Times of India
29 March 2010
Durgesh Nandan Jha
New Delhi, India
It took six–yearold Kulwant, an accident victim waiting to be treated at AIIMS Trauma Centre, longer to get a simple X–ray done here than it did to transport him from Moradabad, Uttar Pradesh, to the trauma centre. In all, it took four hours and thirty minutes for the child to get a simple Xray done, and an equally long time to get a CT scan, following which doctors were able to assess his condition and begin treating him.
The delay in imaging, which doctors claim has proven fatal many times, is normal here because there is an acute shortage of radiographers at the trauma centre. Of the 32 available posts, 21 are vacant. On the weekends, when the inflow of trauma patients is highest, there is only one technician at the centre.
“I have been waiting for more than four hours to get my son’s X–ray done. But there is no radiographer,” said Kulwant’s mother Santosh Devi, who had brought her child to the centre on Saturday. Devi said the child had fallen from a swing and had severely damaged his liver. She added, “He is very serious. Doctors in Rishikesh, where we live, referred him to a Moradabad–based medical college and hospital, which again referred us to AIIMS Trauma Centre. It is our last hope.” Several other patients, mostly accident victims, complained of the same problem, they were being made to wait because of the shortage of radiographers.

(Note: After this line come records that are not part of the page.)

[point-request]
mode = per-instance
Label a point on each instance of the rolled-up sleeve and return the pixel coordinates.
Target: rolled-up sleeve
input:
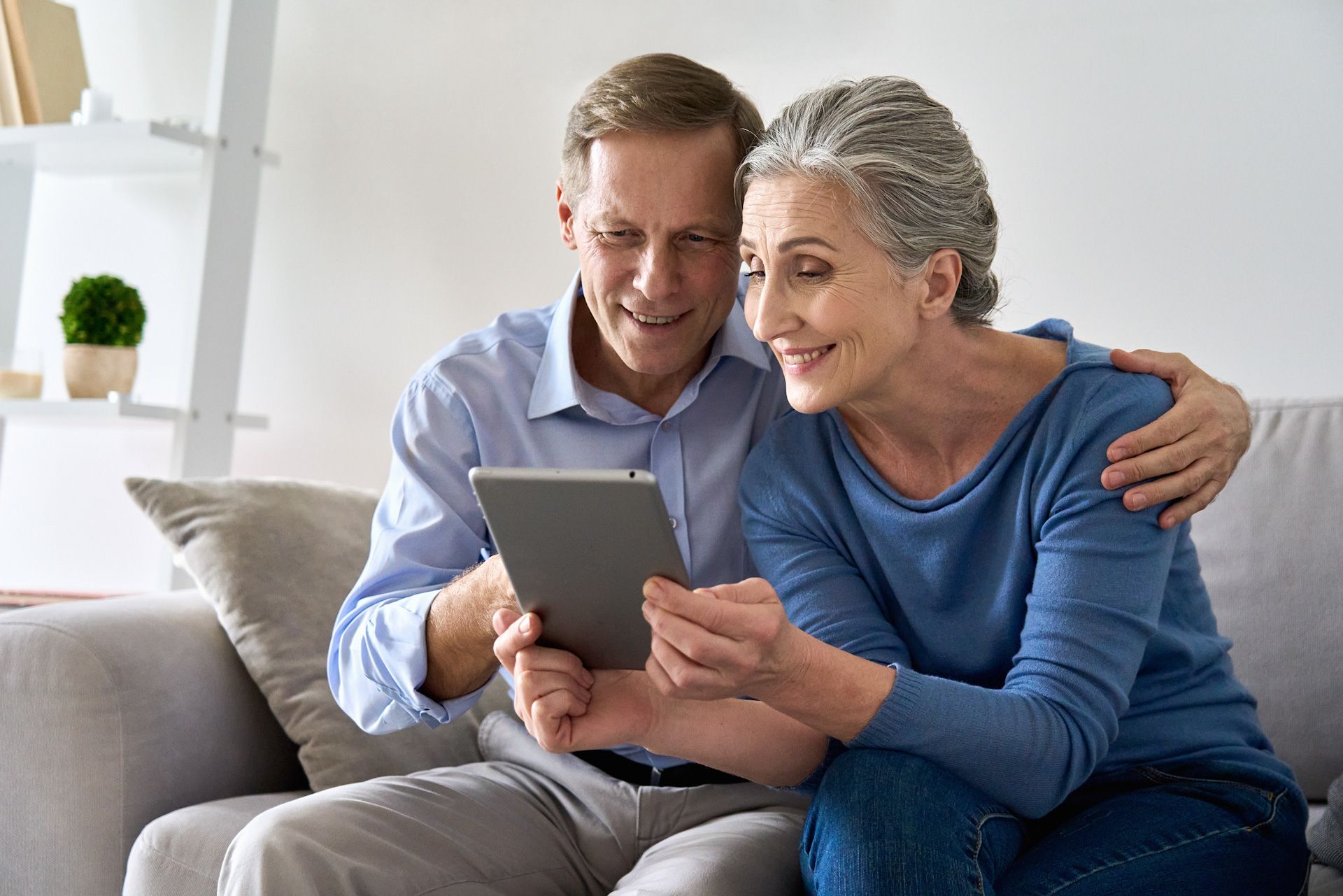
(427, 529)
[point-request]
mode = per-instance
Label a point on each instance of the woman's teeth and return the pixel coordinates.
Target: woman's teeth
(645, 319)
(809, 356)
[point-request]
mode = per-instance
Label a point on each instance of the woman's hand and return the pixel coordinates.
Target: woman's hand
(1193, 448)
(564, 706)
(728, 641)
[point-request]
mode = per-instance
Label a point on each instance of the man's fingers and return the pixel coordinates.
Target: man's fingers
(520, 634)
(1139, 362)
(1163, 461)
(1172, 367)
(1177, 513)
(504, 618)
(1170, 488)
(553, 660)
(534, 684)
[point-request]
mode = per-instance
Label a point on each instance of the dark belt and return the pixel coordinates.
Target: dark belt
(636, 773)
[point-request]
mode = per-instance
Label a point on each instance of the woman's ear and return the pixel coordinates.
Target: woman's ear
(940, 277)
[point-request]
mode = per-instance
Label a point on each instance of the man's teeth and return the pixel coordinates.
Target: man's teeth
(809, 356)
(645, 319)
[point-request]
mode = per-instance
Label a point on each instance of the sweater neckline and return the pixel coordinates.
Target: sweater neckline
(1080, 356)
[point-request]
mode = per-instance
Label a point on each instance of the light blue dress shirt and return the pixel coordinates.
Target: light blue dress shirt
(509, 395)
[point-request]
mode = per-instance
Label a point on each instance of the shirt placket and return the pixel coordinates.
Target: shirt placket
(667, 462)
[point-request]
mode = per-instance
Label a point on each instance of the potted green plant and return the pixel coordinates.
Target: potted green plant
(104, 320)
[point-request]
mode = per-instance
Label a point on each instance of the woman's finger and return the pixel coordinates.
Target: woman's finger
(688, 678)
(703, 646)
(700, 608)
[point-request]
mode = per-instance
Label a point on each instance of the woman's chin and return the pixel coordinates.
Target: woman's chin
(809, 401)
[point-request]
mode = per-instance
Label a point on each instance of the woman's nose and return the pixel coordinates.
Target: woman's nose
(769, 313)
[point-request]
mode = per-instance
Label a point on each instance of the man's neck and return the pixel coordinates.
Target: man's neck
(601, 367)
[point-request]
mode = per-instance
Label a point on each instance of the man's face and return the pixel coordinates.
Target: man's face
(657, 241)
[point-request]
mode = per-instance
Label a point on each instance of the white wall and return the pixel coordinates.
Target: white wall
(1167, 175)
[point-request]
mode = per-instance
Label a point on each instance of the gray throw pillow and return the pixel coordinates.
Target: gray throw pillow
(1326, 836)
(277, 557)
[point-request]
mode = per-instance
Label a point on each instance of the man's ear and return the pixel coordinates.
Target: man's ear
(566, 215)
(940, 277)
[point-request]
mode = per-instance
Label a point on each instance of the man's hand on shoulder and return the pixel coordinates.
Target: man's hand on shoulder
(1189, 453)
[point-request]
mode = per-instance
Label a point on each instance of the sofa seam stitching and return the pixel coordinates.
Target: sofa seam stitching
(121, 734)
(179, 862)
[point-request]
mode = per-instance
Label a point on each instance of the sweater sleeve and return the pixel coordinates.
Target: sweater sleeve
(1095, 599)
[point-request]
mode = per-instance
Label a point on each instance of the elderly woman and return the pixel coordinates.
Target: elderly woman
(995, 678)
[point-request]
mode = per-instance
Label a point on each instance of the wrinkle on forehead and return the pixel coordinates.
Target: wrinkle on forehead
(793, 206)
(672, 182)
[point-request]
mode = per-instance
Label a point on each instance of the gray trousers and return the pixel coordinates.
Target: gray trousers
(527, 823)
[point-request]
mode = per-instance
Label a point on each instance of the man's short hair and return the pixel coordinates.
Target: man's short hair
(657, 93)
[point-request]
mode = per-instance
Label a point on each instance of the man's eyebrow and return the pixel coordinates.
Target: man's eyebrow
(789, 245)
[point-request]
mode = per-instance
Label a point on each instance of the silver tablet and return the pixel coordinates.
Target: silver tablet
(579, 546)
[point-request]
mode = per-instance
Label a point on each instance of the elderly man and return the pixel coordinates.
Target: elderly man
(645, 362)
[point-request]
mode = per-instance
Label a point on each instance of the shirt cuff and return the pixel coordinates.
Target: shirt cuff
(897, 716)
(398, 627)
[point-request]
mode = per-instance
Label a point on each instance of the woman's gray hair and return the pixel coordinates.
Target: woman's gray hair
(916, 183)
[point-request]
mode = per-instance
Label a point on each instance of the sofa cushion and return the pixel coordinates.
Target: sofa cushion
(180, 853)
(1272, 555)
(277, 557)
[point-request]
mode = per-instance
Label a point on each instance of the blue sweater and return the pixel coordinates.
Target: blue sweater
(1041, 633)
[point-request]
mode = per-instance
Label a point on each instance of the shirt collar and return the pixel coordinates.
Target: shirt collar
(557, 379)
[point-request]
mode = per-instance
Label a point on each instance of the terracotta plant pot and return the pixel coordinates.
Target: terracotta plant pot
(92, 371)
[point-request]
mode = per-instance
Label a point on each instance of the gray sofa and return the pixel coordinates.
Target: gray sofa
(136, 746)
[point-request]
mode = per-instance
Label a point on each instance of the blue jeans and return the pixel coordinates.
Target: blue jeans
(888, 823)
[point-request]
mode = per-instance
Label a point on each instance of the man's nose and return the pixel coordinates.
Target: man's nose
(658, 276)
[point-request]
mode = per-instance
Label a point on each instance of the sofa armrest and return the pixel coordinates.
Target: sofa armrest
(115, 712)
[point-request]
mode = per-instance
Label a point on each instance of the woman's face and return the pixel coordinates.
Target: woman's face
(823, 296)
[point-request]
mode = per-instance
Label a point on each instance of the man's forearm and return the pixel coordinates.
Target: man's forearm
(458, 633)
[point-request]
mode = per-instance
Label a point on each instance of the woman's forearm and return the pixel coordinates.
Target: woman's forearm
(743, 738)
(829, 690)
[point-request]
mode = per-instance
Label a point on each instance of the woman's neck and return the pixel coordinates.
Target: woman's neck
(947, 402)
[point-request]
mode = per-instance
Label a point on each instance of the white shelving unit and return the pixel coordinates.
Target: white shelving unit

Doctors accepted there was a shortage. “There is a shortage. We have written to the AIIMS director several times but nothing has been done,” said a senior doctor, who did not wish to be named. AIIMS director Dr R C Deka said the Trauma Centre is not yet fully operational. “Recruitment will take time,” said Deka.
Gullu (25) was brought in by his relative Mohan Prajapati for an X–ray and CT scan at about 2pm. “It is 5pm now and the radiographer is yet to come. Even when he does, he will first do the X–rays of more than 20 patients waiting here and then do our CT scan. Gullu will therefore be waiting for imaging for more than seven–eight hours,” Prajapati said.